Motorista de aplicativo é indiciado por homofobia e agressão física a jovens em Porto Alegre
A Polícia Civil do Rio Grande do Sul concluiu o inquérito e indiciou um motorista de aplicativo de 33 anos por crimes de homofobia, lesão corporal e injúria contra três jovens na capital gaúcha. O caso ocorreu no sábado, dia 24 de fevereiro, após um cortejo que reuniu foliões de um tradicional bloco de Carnaval na cidade.
Detalhes das acusações e investigação policial
O homem foi formalmente indiciado pela prática de homofobia em duas ocasiões, lesão corporal por três vezes e injúria simples. A investigação foi coordenada pelo delegado Vinicius Nahan, da Delegacia de Polícia de Combate à Intolerância (DPCI), que apurou que o suspeito agrediu fisicamente um casal e uma amiga, além de proferir ofensas homofóbicas durante uma corrida de aplicativo.
O procedimento já foi remetido ao Poder Judiciário para as próximas etapas processuais.
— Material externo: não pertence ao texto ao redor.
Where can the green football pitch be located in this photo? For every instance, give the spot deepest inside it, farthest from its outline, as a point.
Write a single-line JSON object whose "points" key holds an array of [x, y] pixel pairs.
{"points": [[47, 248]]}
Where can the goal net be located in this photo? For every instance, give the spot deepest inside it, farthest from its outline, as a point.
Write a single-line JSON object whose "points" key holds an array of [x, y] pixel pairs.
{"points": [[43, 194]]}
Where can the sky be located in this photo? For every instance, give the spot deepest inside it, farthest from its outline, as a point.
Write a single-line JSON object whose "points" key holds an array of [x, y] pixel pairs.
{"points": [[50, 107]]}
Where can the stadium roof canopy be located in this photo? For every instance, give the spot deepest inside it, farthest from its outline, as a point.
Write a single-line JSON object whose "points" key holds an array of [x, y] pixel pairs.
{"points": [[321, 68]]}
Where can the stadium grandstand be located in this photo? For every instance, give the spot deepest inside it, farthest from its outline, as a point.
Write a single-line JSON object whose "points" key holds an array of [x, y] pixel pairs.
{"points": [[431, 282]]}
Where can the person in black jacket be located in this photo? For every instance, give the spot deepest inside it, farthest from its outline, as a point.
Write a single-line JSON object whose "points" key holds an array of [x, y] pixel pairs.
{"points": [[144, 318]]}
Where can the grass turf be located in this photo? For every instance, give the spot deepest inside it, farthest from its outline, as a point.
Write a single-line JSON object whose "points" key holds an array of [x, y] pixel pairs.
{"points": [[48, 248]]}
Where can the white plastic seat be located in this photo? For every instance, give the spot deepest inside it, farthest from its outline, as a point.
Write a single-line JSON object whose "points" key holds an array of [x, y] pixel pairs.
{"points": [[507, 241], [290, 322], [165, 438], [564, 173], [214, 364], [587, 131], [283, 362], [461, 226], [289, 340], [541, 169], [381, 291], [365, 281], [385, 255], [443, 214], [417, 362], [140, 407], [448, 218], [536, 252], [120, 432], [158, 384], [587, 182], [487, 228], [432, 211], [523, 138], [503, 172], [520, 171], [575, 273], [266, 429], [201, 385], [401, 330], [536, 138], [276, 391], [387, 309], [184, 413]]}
A conclusão do inquérito foi divulgada oficialmente nesta sexta-feira, dia 30 de fevereiro, marcando um passo importante na responsabilização do acusado.
Ação da Defensoria Pública e posicionamento da Uber
O caso também motivou uma ação institucional da Defensoria Pública do Estado do Rio Grande do Sul (DPE/RS). O Núcleo de Defesa da Diversidade Sexual e de Gênero, conhecido como NUDIVERSI, enviou um ofício à empresa Uber na quarta-feira, dia 28 de fevereiro.
No documento, a Defensoria cobra informações detalhadas sobre as políticas da plataforma para prevenir e combater casos de LGBTfobia envolvendo motoristas parceiros. A instituição aguarda um retorno formal da empresa em um prazo máximo de 10 dias.
Em nota oficial, a Uber afirmou que a conta do motorista parceiro foi desativada imediatamente assim que a empresa tomou conhecimento do episódio. A companhia reforçou seu compromisso com a diversidade, declarando:
"A empresa defende o respeito à diversidade e reafirma o seu compromisso de promover a igualdade e justiça para todas as pessoas LGBTQIA+".
A Uber também destacou que todas as viagens realizadas pela plataforma contam com um seguro para acidentes pessoais e que a empresa permanece à disposição das autoridades para colaborar com as investigações, sempre respeitando a legislação vigente.
Relato das vítimas e versão do motorista
De acordo com o relato de Kaiki Trindade, um dos passageiros agredidos, a corrida teria uma duração estimada de cerca de 10 minutos. O jovem explicou que seu namorado estava enjoado e, logo no embarque, pediu ao motorista que abrisse o vidro do carro para que ele pudesse vomitar.
Kaiki descreve que, após o incidente, o motorista pediu que todos saíssem do veículo. O grupo se propôs a resolver a situação de forma pacífica, oferecendo-se para pagar qualquer taxa de limpeza necessária. No entanto, segundo ele, não houve a mesma receptividade por parte do condutor.
O jovem acrescenta que, ao descerem do carro, bateram a porta do veículo com um pouco mais de força. Foi nesse momento que o motorista teria dado a volta com o carro e partido para a agressão física.
- A amiga do casal tentou intervir e levou uma cotovelada no rosto.
- O namorado de Kaiki foi desacordado pelo motorista e caiu no chão.
- O condutor então se dirigiu a Kaiki, afirmando que o grupo "ia ter o que merece agora".
Em contrapartida, o motorista de aplicativo alegou à RBS TV que o vidro do carro estava fechado porque dirige com o ar-condicionado ligado. Ele sustenta que cancelou a viagem por opção própria, antes do início da confusão, e confirma que houve troca de xingamentos e batida com força na porta.
No entanto, o condutor garante que não proferiu nenhuma fala preconceituosa, afirmando: "Existiu xingamento pesado, mas nenhum tipo de racismo, homofobia, qualquer discriminação". O motorista, que prefere não se identificar publicamente, expressou arrependimento por ter iniciado a briga, reconhecendo que poderia ter permanecido dentro do veículo.
Desdobramentos e acompanhamento do caso
O g1 entrou em contato com o motorista indiciado, mas não obteve retorno até a última atualização desta reportagem. O espaço permanece aberto para eventual posicionamento do acusado.
A Uber também informou que, em parceria com a organização MeToo, disponibiliza um canal de suporte psicológico voltado especificamente para usuárias e usuários do aplicativo, reforçando seu compromisso com o bem-estar da comunidade.
Este caso ilustra a importância de mecanismos de combate à intolerância e a necessidade de políticas efetivas por parte das plataformas de transporte por aplicativo para garantir a segurança e o respeito a todos os passageiros, independentemente de sua orientação sexual ou identidade de gênero.